Un agent principal a examiné et approuvé cette demande.

[14]      L'agente des visas, dans ses notes d'entrevue (dossier du " tribunal ", page 37), a consigné ce qui suit au sujet du demandeur au cours de son entrevue :

         [TRADUCTION] [...] SA FEMME LUI SOUFFLE CONTINUELLEMENT LES RÉPONSES. [...] SA FEMME PARLE POUR LUI TOUT LE TEMPS [...] BIEN QU'IL AIT OBTENU LE NOMBRE DE POINTS REQUIS, IL EST PRATIQUEMENT INCAPABLE DE COMMUNIQUER - LA PROFESSION DE TRAITEUR EST UN DOMAINE DANS LEQUEL LA COMMUNICATION EST ESSENTIELLE.                 

Ces remarques augurent plutôt mal.

[15]      Par conséquent, compte tenu du fait que les compétences du demandeur comme traiteur ne sont pas facilement transposables au marché canadien, et compte tenu du fait que le demandeur n'avait pas la formation professionnelle exigée, l'agente des visas a recommandé de ne pas lui délivrer de visa d'immigrant, malgré le fait qu'il ait obtenu 79 points d'appréciation, dont trois points pour la personnalité.

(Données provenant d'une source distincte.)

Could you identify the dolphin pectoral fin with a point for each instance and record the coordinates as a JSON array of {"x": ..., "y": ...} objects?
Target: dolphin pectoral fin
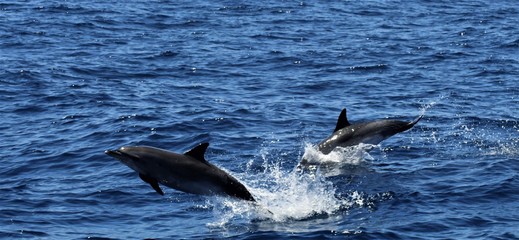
[
  {"x": 342, "y": 121},
  {"x": 153, "y": 183},
  {"x": 198, "y": 152}
]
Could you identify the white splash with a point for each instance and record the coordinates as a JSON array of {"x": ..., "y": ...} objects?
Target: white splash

[16]      Le demandeur cherche à obtenir le contrôle judiciaire de cette décision au motif que la décision de l'agente des visas était déraisonnable et qu'elle avait été prise sans que l'agente des visas ne tienne adéquatement compte de la preuve qui lui avait été présentée. Le demandeur soutient également que l'agente des visas a commis une erreur en exerçant défavorablement son pouvoir discrétionnaire, vu qu'elle lui a attribué trois points pour la personnalité. Ces arguments seront brièvement évalués, l'un après l'autre.

[17]      Le demandeur commence son argumentation en affirmant que l'agente des visas, ayant accepté qu'il était admissible en tant que traiteur et lui ayant par la suite attribué la totalité des points pour son expérience, ne pouvait par la suite changer d'idée et décider que le demandeur n'avait pas assez d'expérience pour s'adapter au marché canadien. Outre le fait d'être nébuleux, cet argument n'a aucune valeur. La raison pour laquelle l'agente des visas a exercé son pouvoir discrétionnaire de façon à ne pas accorder au demandeur un visa d'immigrant n'était PAS attribuable au fait qu'il manquait d'expérience. Cette décision était plutôt attribuable au fait que l'agente des visas a jugé que l'expérience du demandeur était inadéquate et spécialisée.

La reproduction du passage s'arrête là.